“The trees are revealing their structures. There’s the catch of fire in the air. All the souls are out marauding. But there are roses, there are still roses. In the damp and the cold, on a bush that looks done, there’s a wide-open rose, still.
Look at the colour of it.” — Ali Smith, Autumn
Jumping buzzing thrumming budding bursting then hot spreading molting shedding smearing hot—spring and summer hit you over the head with all their sex. But is there anything more erotic than a fall tree on fire?
色, iro, is the kanji for color. It’s also used to mean, among many other things, erotic desire. “Some say this commonality arises from the Buddhist teaching that desire, like color, distracts us from enlightenment by calling us to the things of this world,” writes Kenji Yoshino in Covering.
There is apparently no consensus on the adaptive reason for autumn’s colors. Of the theories that do exist, one is that the colors act as sunscreen. Another is that the color red acts as a deterrent (not an erotic lure, sadly), a warning to parasitic insects that lay eggs in autumn, to stay away. “The color of blood and stop signs and poison dart frogs, red could be just as alarming in autumn leaves as it is most everywhere else,” writes Brian Gallagher in Nautilus.
But apparently there’s no elegant answer that has satisfied scientists. The brilliant reds, oranges, and yellows have long been considered by ecologists as an incidental byproduct of the yearly breakdown of chlorophyll before it gets too cold and dark for plants to make food every day.
Could this blaze really be a coincidence? I find it hard to believe that any beauty is truly random. Perhaps I’m conditioned to turn over stones looking for the artist, to read purpose in the lines of the leaves, to squeeze meaning from every subtle difference in the shades.
At the same time that I demand an explanation for the eros of autumn, I would be equally disappointed if the answer turned out to be the existence of a divine being. Would it be possible to look at the trees and not feel all-consuming rage at the profound cruelty and injustice of human calamity and abuse? If I ever find god, I’ll be sure to report back.
One answer I have read—which seems rather hard to design a study around—is that before everything goes to sleep, before the solitude and coldness sink into the walls and bones, nature puts on one last show. Spectacular fireworks before the great stillness, a memory to help us keep faith until the days get longer again.
I first came to Japan on vacation with my parents eight years ago. I went on my own to Naoshima and Teshima, islands with museums and site-specific art works in the Seto Inland Sea. I’m not embarrassed to say it changed my life. I understood that the bounds of human creativity were far beyond what I had previously considered.
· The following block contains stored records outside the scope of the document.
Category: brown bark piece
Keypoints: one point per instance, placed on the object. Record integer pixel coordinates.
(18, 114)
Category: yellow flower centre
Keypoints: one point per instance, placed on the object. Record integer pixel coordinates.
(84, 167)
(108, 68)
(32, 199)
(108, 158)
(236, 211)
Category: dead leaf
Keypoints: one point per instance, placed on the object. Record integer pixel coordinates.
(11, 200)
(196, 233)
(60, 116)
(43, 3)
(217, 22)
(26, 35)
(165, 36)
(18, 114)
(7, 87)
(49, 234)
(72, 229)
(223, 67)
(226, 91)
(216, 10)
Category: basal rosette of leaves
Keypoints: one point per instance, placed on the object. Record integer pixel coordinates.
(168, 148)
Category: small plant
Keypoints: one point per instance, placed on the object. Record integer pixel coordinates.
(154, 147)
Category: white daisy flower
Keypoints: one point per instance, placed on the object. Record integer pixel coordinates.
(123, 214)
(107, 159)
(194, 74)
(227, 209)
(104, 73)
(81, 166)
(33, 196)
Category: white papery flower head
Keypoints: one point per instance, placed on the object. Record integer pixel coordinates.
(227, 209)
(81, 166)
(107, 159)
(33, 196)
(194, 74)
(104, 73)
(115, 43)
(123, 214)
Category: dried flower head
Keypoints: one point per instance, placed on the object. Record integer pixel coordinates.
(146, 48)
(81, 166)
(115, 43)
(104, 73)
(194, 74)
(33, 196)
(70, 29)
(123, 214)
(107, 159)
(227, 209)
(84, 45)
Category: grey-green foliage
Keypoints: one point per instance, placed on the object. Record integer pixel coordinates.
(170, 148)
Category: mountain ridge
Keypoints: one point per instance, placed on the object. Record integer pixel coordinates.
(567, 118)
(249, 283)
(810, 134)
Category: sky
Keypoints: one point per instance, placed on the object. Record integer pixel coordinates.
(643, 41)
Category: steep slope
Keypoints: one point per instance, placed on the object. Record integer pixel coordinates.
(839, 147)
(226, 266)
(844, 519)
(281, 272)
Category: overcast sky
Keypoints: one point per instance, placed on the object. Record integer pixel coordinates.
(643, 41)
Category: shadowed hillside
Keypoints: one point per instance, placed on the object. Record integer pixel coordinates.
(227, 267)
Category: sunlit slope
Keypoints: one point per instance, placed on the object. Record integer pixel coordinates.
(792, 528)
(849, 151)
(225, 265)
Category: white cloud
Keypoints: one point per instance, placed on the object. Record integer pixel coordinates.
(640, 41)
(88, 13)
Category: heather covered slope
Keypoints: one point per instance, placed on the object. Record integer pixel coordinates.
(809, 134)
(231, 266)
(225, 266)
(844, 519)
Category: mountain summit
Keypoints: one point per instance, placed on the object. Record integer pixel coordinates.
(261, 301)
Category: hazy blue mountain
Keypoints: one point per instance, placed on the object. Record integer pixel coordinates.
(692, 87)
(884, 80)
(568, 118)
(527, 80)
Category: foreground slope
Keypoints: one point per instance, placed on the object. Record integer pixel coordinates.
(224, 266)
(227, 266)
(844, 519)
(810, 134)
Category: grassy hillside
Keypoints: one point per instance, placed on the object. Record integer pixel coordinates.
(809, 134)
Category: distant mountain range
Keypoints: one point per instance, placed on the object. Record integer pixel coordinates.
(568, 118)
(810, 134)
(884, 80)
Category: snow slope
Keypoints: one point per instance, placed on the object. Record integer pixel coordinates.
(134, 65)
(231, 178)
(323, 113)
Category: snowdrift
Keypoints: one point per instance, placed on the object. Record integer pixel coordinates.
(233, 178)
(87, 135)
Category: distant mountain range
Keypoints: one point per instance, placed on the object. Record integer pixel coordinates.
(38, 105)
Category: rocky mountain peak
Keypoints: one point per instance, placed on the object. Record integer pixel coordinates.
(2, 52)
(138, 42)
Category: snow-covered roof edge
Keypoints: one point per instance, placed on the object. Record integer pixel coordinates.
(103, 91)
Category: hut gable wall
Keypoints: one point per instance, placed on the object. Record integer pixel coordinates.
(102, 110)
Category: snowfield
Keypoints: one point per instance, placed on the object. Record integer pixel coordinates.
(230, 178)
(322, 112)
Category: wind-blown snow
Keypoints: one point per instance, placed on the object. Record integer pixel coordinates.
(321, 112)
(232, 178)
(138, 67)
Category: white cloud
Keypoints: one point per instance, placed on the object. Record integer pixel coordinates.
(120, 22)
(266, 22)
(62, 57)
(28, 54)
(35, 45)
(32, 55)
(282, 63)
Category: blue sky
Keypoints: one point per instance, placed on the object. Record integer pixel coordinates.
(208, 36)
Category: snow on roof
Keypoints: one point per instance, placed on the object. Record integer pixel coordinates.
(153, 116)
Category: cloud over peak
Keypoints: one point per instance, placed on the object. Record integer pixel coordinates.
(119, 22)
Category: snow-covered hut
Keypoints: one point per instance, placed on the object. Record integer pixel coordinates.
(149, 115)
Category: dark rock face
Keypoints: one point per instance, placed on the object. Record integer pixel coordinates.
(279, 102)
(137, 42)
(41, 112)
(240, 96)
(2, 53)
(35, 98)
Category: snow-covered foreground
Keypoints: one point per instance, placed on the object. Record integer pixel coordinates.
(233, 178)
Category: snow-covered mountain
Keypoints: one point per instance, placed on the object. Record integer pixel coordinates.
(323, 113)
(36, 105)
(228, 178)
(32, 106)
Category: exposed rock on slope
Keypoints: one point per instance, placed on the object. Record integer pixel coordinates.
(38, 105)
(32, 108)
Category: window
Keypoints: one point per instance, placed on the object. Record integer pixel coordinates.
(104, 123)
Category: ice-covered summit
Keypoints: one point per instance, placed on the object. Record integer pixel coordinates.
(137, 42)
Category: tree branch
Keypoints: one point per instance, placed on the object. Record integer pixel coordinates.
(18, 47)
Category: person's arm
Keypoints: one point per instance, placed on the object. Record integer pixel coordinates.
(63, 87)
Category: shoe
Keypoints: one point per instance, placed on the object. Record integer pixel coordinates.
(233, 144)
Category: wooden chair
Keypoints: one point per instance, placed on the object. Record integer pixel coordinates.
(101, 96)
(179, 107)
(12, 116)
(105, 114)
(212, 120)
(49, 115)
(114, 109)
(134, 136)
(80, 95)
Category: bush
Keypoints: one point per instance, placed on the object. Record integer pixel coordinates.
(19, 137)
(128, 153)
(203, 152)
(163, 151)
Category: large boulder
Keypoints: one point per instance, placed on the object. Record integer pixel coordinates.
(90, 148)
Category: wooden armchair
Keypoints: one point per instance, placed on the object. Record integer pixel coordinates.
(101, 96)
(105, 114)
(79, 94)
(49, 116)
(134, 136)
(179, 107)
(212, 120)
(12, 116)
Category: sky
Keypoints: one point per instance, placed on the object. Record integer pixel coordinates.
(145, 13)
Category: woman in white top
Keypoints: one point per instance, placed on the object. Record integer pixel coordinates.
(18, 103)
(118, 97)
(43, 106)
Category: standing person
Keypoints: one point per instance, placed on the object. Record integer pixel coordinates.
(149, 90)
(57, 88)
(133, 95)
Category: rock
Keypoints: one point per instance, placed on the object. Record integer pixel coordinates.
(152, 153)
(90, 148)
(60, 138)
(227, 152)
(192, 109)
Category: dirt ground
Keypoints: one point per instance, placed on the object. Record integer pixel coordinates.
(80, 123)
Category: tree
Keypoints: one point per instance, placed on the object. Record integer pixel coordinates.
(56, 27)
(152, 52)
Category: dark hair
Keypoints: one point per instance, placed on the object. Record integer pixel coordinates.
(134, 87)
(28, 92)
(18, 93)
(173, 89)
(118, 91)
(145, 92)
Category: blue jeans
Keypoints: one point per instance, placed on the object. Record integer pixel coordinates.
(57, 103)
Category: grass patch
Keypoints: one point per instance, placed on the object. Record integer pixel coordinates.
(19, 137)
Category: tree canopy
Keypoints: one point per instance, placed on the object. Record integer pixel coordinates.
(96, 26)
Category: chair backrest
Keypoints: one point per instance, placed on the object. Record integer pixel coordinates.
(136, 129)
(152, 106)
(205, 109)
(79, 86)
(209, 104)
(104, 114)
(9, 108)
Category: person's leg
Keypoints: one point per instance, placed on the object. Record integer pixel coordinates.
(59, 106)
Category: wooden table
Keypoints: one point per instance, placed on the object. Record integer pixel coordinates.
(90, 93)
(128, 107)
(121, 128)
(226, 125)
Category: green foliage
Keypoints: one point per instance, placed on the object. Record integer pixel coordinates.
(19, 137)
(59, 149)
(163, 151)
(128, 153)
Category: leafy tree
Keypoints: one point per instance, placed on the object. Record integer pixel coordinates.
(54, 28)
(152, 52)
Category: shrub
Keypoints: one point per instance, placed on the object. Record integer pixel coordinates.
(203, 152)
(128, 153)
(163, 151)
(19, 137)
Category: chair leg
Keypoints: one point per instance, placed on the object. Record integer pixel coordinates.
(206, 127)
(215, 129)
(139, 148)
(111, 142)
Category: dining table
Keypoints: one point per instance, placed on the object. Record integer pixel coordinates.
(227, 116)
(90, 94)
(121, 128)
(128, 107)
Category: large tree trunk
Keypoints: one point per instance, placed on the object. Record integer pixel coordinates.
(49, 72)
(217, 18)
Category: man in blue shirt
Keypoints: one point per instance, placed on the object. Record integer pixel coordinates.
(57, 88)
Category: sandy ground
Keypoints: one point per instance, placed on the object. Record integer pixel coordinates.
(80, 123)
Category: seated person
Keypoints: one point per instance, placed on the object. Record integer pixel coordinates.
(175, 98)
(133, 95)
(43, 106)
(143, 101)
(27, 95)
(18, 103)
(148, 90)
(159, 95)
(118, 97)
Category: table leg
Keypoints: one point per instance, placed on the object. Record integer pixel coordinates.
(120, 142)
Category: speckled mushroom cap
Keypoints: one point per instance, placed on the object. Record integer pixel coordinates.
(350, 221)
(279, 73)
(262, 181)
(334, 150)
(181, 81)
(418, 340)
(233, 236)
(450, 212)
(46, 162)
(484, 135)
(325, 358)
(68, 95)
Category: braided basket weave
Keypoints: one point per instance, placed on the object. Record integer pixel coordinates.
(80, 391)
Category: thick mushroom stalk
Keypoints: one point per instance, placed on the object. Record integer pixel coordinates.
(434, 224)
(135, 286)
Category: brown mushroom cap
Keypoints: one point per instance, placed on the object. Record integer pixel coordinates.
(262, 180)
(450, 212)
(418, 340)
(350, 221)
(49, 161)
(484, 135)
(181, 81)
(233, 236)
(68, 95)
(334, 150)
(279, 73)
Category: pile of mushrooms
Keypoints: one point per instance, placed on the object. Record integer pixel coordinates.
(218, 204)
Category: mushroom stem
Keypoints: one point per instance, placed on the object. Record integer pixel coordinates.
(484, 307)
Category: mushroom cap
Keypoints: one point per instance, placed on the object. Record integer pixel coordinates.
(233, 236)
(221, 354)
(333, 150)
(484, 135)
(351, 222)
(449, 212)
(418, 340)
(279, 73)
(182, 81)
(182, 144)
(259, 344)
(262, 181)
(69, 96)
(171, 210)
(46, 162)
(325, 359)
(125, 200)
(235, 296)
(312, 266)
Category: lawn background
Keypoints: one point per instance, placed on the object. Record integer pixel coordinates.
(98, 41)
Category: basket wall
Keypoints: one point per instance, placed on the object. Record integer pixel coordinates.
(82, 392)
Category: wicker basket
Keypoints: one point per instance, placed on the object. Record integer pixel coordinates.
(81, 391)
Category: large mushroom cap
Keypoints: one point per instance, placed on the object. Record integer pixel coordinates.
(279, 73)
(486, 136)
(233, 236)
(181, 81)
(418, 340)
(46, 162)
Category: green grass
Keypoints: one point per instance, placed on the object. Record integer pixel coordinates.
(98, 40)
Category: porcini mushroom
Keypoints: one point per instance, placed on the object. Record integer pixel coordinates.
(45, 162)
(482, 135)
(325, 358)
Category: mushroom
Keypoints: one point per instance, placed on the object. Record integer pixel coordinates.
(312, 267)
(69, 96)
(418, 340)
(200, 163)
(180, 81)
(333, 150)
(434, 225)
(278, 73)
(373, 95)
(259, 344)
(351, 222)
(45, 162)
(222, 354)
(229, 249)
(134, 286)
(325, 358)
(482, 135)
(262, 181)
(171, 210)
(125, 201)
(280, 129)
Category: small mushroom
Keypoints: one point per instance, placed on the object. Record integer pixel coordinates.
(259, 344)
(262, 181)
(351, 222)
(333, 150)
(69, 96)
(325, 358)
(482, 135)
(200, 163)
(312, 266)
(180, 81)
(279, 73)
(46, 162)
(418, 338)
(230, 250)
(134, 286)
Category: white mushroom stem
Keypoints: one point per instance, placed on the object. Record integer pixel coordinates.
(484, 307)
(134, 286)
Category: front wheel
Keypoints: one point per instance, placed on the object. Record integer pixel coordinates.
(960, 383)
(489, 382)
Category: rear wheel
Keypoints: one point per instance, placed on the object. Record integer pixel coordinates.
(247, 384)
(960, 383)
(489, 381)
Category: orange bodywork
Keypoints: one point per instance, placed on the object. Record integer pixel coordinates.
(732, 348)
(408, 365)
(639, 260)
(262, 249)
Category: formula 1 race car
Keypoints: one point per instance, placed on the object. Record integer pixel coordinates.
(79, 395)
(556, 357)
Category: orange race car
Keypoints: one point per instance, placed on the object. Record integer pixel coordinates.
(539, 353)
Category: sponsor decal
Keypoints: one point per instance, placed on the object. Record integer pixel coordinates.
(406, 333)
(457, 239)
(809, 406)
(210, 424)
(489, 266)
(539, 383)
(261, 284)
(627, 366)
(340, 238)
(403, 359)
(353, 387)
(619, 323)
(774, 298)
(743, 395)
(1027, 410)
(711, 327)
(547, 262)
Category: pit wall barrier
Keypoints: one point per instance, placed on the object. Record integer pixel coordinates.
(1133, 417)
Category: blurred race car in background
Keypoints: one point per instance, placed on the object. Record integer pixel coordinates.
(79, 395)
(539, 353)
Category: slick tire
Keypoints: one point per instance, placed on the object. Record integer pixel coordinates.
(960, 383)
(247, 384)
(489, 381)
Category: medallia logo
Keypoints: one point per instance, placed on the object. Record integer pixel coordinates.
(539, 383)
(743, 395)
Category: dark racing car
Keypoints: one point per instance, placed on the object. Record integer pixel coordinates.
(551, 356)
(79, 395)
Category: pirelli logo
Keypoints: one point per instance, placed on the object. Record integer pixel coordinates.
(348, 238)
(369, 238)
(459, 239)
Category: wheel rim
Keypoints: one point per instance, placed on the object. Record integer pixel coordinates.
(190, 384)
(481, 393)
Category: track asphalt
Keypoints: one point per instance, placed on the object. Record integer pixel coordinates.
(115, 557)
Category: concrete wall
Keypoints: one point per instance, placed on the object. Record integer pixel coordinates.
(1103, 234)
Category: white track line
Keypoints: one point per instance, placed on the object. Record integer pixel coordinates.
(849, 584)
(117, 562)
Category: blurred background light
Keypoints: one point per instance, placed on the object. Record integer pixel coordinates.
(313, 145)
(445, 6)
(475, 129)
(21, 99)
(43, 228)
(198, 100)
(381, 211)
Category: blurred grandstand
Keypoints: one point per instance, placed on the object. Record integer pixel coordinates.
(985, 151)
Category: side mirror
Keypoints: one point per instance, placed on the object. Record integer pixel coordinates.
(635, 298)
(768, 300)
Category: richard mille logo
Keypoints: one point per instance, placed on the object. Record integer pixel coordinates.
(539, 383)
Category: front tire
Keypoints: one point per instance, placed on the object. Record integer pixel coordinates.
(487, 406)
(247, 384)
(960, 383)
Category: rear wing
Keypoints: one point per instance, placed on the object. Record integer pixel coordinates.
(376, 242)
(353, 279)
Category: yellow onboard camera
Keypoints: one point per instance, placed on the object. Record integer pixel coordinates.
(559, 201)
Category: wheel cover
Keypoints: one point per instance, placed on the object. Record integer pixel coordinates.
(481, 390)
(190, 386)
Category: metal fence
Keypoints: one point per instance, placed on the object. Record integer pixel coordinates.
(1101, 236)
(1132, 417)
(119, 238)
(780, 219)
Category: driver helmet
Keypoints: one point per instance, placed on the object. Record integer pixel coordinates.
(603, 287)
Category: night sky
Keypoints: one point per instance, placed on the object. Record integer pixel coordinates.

Last week I went back for work. A longer meditation is forthcoming, but as soon as I got to the Teshima Art Museum and sat down on the cold concrete floor, a creeping dread that’s been growing in me for the last month or so, began to dissipate. In the face of that single monumental work, despair and disquiet stood down.
I see, I see, I see.
The museum, designed by SANAA’s Ryue Nishizawa, has inside a single piece of work, by the artist Rei Naito. The kanji for her first name, 礼, means, among other things, gratitude. Yes, please. Take all of mine.
“Life being all inclusion and confusion,” Henry James wrote in the preface to The Spoils of Poynton, “And art being all discrimination and selection.” Nature, human relationships, dreams, pain, that’s all excess and confusion; art is in the sifting through, the whittling down of chaos. “Life has no direct sense whatever for the subject and is capable, luckily for us, of nothing but splendid waste,” he goes on. “Hence the opportunity for the sublime economy of art, which rescues, which saves, and hoards and ‘banks.’”
This distinction is how I think of the difference between appreciating art and natural beauty. It’s important that the maker should be bound by the same rules as me, with the same mortal irritants. It’s important to see what a human dares to make, under the duress of having to continuously feed herself and shit herself, to find a way to be loved, to be OK with human suffering; despite oppression, rejection as a human, as an artist, despite bad knees and bad parenting and the economic imprudence of making art, she creates something new anyway. And it’s really, really good. Maybe it’s all bullshit, this system of aesthetics handed down by rich white male European gatekeepers over the centuries. But against all those odds, you tried to move us anyway. I’m grateful to you. I see you. I live to see you.